41 PUPPET MASTER

I arrive at the Sandton Bus Depot at dusk and catch a taxi to Rosebank, to Eve’s flat. The ride there is rough, the driver malefic, but I am becoming accustomed to this new dangerous way. My plan is to ransack the place and not leave till I find what I am looking for. At the block of flats a strong feeling of déjà vu hits me in the chest. I stumble but keep going. In my backpack jingle Eve’s keys, the ones I lifted from Denise, so I let myself in. The crime tape has been taken down, half-heartedly, as if the person responsible didn’t see the point. I drink water in hungry gulps straight from the kitchen tap. I look for food in the refrigerator but it is a dark empty cave.

Eve’s bedroom is exactly how I remember it from the last time I was here, except that there are some sealed boxes on the floor. Her essence is still here. I can feel her energy, smell her. I pick up a few things on her dressing table. A hairbrush, a half-moon of face powder. Her perfume is gone. I slide open the drawer. It is a mess of alien things: bracelets, lipstick and clips. No gold – Eve never wore gold. I recognise one pair of earrings and pick them up: black chandeliers. They remind me of a day I spent with her a few years ago, before I began to worry if I would ever be able to think of another story. We joined some of her friends at the Johannesburg Country Club for a picnic and fireworks display. We were a motley crew: writers, artists, directors, bankers. There was a great deal of champagne and we all got on pretty well. Fair weather friends: none of those people bothered to come to her funeral.

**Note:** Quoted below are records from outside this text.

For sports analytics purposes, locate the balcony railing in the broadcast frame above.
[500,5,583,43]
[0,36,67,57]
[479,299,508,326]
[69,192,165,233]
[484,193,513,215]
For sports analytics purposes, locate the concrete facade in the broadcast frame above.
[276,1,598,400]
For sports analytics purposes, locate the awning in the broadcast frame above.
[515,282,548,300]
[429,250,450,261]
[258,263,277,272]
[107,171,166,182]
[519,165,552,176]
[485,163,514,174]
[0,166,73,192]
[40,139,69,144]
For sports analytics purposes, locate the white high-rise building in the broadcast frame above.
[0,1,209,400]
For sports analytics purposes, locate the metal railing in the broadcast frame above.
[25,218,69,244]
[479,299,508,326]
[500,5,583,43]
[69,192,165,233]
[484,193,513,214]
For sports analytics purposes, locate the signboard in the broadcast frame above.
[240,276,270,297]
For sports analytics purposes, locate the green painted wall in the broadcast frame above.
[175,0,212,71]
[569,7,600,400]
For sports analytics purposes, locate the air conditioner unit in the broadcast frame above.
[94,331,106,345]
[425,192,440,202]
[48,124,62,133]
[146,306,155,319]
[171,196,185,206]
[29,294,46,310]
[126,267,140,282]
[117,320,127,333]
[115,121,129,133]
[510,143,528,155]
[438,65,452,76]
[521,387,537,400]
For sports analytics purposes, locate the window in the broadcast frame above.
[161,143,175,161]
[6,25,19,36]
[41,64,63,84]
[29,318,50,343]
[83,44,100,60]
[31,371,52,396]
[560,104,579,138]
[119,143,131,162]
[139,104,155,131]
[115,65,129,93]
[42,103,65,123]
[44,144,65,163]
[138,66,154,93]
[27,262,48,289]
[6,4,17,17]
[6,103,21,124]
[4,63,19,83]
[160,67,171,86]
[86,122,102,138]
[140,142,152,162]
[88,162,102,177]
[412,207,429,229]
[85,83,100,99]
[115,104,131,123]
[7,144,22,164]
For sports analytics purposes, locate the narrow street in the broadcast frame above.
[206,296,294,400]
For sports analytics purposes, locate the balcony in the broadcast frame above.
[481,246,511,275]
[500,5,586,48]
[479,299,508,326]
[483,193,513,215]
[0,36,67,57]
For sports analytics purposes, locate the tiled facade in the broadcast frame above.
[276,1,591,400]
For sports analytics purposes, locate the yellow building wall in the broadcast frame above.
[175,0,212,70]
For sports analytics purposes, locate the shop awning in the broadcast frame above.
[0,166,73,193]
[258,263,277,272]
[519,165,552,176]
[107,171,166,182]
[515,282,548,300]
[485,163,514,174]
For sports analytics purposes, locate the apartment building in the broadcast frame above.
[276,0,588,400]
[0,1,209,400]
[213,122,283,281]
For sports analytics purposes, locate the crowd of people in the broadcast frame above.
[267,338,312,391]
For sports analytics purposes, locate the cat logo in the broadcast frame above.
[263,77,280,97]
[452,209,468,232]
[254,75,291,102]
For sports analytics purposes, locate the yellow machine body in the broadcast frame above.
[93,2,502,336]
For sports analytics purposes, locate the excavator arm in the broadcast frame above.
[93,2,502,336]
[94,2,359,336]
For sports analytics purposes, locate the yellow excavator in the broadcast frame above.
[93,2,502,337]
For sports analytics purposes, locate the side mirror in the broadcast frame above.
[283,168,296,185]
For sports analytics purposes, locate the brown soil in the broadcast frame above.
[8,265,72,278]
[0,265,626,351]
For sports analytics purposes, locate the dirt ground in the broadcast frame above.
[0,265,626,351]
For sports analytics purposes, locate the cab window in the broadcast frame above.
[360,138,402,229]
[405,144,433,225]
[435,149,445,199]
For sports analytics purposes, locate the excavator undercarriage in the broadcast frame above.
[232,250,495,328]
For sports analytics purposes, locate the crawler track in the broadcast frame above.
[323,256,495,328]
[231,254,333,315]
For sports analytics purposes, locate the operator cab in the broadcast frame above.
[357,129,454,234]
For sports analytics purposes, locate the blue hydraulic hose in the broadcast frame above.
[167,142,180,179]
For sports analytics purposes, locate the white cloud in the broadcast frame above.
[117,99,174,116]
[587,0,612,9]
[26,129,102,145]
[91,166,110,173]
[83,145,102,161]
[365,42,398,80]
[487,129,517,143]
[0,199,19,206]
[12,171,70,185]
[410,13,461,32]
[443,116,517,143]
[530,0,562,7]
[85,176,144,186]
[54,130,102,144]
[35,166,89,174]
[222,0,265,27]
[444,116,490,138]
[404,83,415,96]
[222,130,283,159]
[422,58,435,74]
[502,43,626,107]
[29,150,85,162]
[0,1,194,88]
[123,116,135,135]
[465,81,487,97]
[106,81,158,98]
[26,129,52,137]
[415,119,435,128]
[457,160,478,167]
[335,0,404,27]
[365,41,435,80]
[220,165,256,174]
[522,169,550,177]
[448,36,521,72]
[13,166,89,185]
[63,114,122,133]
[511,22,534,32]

I put them back, close the drawer and prowl towards her studio. I think I hear something outside and I freeze. I wait for a few minutes, ears trained, before I carry on. Her studio has not yet been packed up. The unfinished canvases sit patiently on their easels, frozen in time. Paint brushes wait in their jars of turpentine and the walls, still layered with overlapping pieces of paper: quotes, rough sketches, photographs, look like the scales on a dead fish. I start studying them as if they hold some kind of clue to what happened to her, to what is happening to me. For a long time there is nothing. I scan every page, standing and crouching and standing again. Every now and then I see something I think means something: a bridge, a mountain that could be a mine, a woman who could be Mrs X, a man who could be Edgar, if I knew what Edgar looked like. She had been working on some kind of puppet-themed project. At first I thought they were dolls, but now I see the spider webs shooting out of their arms and heads. Almost invisible, the fine threads hold the dolls in various poses, ready for commands. There are scribbled doodles of marionettes and photocopies of all kinds of puppets through the ages. In the corner there is a plaster cast of a tall, long-eared rabbit with jointed paws and legs. With so many puppets, I think, this could be an abstract illustration of my life. Always playing at puppet master: realising now that I was never in charge. And even if I was, for a short time, that every puppet master has his puppet master. That people play with other peoples’ lives but in the end the universe has the final say. I am seized by a reckless feeling. I hope that whoever is trying to kill me will just show up tonight. I won’t run away. I need to know what this whole thing has been about; I need to understand, even if it ends in my death. It’s not as though I have a life to go back to, anyway. I have lost my world.

I continue scanning the wall. Every now and then an illustration makes me stop and I have to step closer so that I can take in its delicate lines. I look at a photo and automatically move on. There is a tingling and an urge to go back. A bell. A nagging. I look at it again. A photo of two young girls, arms over each other’s shoulders, their school blazers hunched up around their necks in the easy embrace. Sisters, maybe twins. The crest on the uniforms: Ferryvale. I tear the picture off the wall. The girl on the right is blonde, petite, and lifts her chin up to the camera as she grins. Eve. The other girl is sable, curvaceous, with a dark twinkle in her eyes. Denise? I flip the photo over, but there is no inscription. I swing my bag off my back and poke around for the stolen school magazine pages. I search the thumbnail portraits of Eve’s class for this girl-version of Denise, and I find her. Except that her name isn’t Denise or Shaw. It’s Susannah. I must be wrong. I look again, holding the picture to the page. It’s the same girl. Susannah Fox. Susannah Fox. The name is familiar. Why would she lie about her name, about being Eve’s sister? Why would she be the one packing boxes? In some spare corner of my mind I see her name in print. I see it on a piece of paper, A4, white, on a desk. In Eve’s will. Eve left her everything.

“Slade,” comes a voice from behind and an electric current runs through me.